About fifteen minutes later, a police car pulled up at my house. After asking me some questions, they went upstairs and brought down the body, covered with a sheet. “The hearse will be here soon,” they told me. “Now, did you notice the marks on her face? They look like letters, and say, ‘Let The Sunshine In.’ Do you have any idea…?” I shook my head, still sobbing.
Soon, I heard a car come into the driveway. The policemen were upstairs, looking for evidence. Peeking out the window, I saw a long, shiny black car… the same one as on the sheet of paper! I dug into my pocket, but no paper was there.
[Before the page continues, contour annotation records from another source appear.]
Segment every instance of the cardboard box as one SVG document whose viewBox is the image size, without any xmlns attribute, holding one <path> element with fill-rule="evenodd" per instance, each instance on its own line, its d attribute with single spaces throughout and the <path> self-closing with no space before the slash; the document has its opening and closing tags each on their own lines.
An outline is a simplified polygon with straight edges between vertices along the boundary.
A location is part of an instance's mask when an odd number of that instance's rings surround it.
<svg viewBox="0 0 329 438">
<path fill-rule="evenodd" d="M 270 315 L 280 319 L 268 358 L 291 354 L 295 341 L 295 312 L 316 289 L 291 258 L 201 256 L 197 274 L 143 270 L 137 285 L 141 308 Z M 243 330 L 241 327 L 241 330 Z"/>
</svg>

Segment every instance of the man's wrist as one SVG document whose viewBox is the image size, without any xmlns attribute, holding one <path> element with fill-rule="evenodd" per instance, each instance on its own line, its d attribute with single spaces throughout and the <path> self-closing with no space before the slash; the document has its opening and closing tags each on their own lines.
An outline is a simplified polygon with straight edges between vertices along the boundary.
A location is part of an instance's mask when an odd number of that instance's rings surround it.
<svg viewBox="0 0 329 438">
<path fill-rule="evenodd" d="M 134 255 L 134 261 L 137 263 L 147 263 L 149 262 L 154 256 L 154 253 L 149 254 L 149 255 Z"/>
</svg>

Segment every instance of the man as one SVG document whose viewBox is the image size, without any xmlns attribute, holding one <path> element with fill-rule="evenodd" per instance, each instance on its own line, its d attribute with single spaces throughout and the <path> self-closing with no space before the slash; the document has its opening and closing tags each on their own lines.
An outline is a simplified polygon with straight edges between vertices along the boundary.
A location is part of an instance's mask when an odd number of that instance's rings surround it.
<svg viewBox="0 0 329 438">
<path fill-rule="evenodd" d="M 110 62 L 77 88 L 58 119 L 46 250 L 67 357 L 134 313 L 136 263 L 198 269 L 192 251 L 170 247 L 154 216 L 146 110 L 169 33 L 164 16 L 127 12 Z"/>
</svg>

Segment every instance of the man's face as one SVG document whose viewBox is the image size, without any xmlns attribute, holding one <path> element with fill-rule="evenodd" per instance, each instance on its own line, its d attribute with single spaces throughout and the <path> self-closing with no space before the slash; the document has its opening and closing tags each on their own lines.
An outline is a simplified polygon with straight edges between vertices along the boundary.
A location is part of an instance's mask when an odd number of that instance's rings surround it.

A little girl and a man who I guessed to be her father got out of the car and walked up to the front door. I let them in.
“Hey, it’s going to be okay,” said the man. He wrapped his arm around me gently. “Don’t worry. You still have your dad, right?” I nodded. “Would you like to hear my daughter sing?” he asked. “It make make you feel better.” I nodded miserably. And that’s when I heard it.
“Let The Sunshine In,” the little girl sang, “Let The Sunshine In…”
The little girl’s voice was identical to the one that had haunted me for all that time.